- According to market veteran Ed Yardeni, the rise of ChatGPT could set off a Roaring Twenties for the stock market.
- Yardeni emphasized that artificial intelligence can improve productivity and living standards.
- “That way, the Fed can spend a lot less time obsessing over what to do next,” Yardeni said.
According to market veteran Ed Yardeni, the rise of ChatGPT could usher in the Roaring Twenties for stock markets, cementing the recent rally as a new bullish regime.
Yardeni said: thursday notes He said he sees the rally in stocks since the mid-October lows as a new bull market, not a bear market rally, noting that the S&P 500 recently tested the all-important resistance level of 4,200, and on Feb. He emphasized that it surpassed the closing high of 4,179.

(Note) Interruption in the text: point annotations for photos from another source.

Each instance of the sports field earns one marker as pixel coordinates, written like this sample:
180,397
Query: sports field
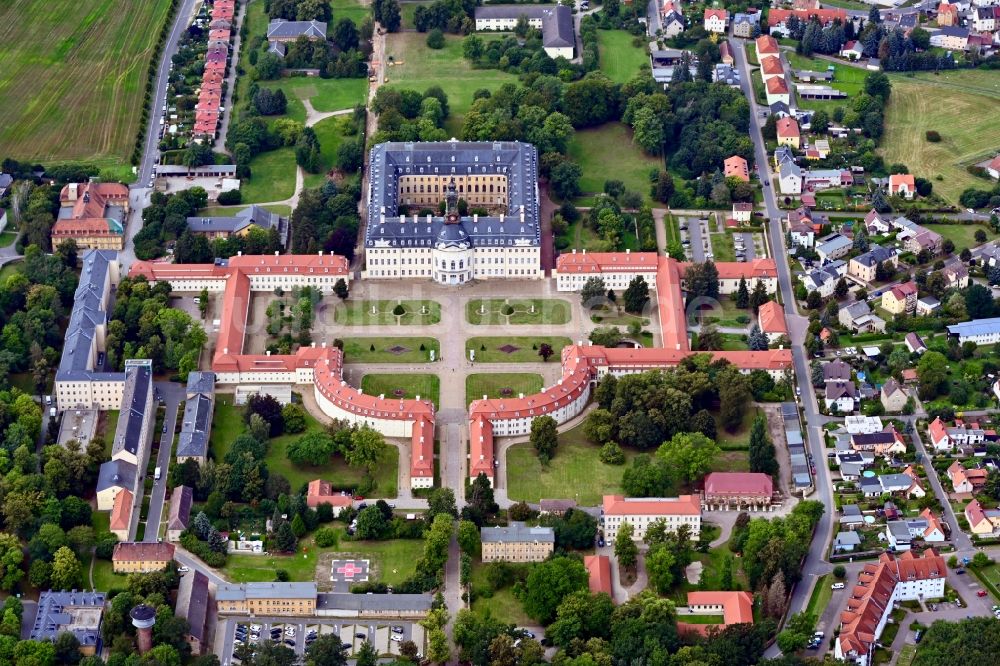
73,75
966,121
620,61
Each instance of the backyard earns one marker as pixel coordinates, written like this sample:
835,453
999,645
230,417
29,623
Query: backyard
64,98
501,385
407,386
967,125
513,349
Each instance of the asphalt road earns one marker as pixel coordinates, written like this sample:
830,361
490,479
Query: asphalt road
172,394
815,564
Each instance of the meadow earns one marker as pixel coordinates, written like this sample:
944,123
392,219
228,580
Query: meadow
73,77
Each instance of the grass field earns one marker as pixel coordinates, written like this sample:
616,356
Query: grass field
359,313
620,61
962,235
576,472
501,385
272,177
428,387
406,350
395,560
422,68
607,152
523,349
967,124
227,425
351,9
521,311
73,77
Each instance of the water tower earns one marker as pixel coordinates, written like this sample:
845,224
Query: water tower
143,619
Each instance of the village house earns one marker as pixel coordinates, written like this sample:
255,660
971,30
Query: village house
900,299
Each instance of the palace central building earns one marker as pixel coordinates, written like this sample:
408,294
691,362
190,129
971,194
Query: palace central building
406,235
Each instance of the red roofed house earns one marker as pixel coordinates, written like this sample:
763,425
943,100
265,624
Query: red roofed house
788,132
599,569
643,512
736,167
321,492
734,607
947,14
908,577
771,319
736,490
902,184
716,20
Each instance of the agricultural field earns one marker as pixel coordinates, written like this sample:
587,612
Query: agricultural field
608,152
967,125
620,60
64,98
412,65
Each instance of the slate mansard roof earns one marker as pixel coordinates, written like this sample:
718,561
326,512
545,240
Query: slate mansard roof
389,161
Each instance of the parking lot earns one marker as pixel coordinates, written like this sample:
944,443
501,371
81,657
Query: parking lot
298,635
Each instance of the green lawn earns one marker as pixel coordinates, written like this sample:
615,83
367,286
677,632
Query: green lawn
620,60
391,561
404,350
576,472
359,313
324,94
227,425
272,177
967,125
518,311
607,152
962,235
501,385
352,9
501,604
428,387
522,349
417,67
73,77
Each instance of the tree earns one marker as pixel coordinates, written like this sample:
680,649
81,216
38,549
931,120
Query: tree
742,294
626,551
548,583
689,455
65,570
762,454
544,437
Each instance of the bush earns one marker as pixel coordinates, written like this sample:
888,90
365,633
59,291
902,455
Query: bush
230,198
435,39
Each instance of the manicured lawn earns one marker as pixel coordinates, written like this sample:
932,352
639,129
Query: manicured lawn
606,153
359,313
272,177
962,235
73,77
324,94
390,350
227,425
576,472
967,125
523,349
518,311
417,67
428,387
620,60
351,9
395,560
501,604
501,385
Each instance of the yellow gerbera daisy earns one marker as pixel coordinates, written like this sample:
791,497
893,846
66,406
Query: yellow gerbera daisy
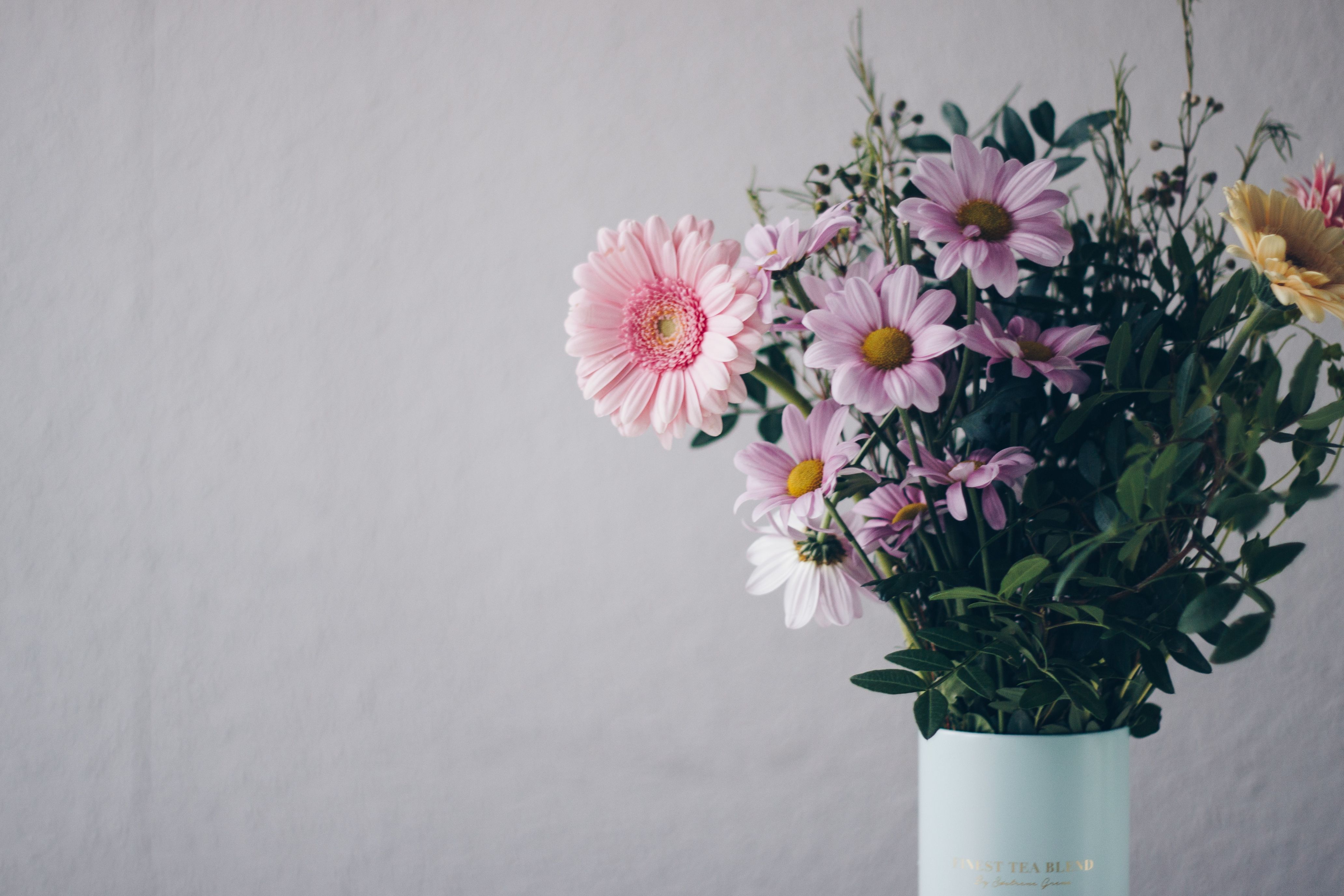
1292,246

“Markets have overcome a wall of uncertainty thanks to Wall Street worriers who predicted that the banking crisis and debt ceiling crisis could exacerbate the widely anticipated imminent recession,” Yardeni said. said.
Yardeni argued with all his might that Chatbots like ChatGPT, could trigger a surge in productivity and improve living standards across the economy. That could raise a number of concerns in investors’ minds, including recessions and banking crises. potential debt ceiling crisis, It may melt.
“This could be the event that kicks off the Roaring 2020s, where the Fed will have much less time to obsess over what to do next, and how technology will improve productivity and living standards across the economy. We can focus on what we’re pushing forward,” Yardeni said. He said.
Yardeni isn’t the only one who sees generative AI as having a positive impact on economic growth. Billionaire investor Paul Tudor Jones recently told CNBC that AI will bring about the same productivity boom that personal computers and the Internet did in the 1980s and 1990s, respectively.
“I think there will certainly be the introduction of large-scale language models. [and] Artificial intelligence will create productivity booms we’ve only seen a few times in the last 75 years,” Jones said, adding that the stock market could eventually see an average annual gain of 15%. added.
Goldman Sachs is also bullish on the impact of AI on the economy, arguing in a recent memo that AI could lead to a staggering 7% boost to global GDP. Goldman Sachs said, “Generative AI can streamline business workflows, automate routine tasks, and spawn a new generation of business applications.”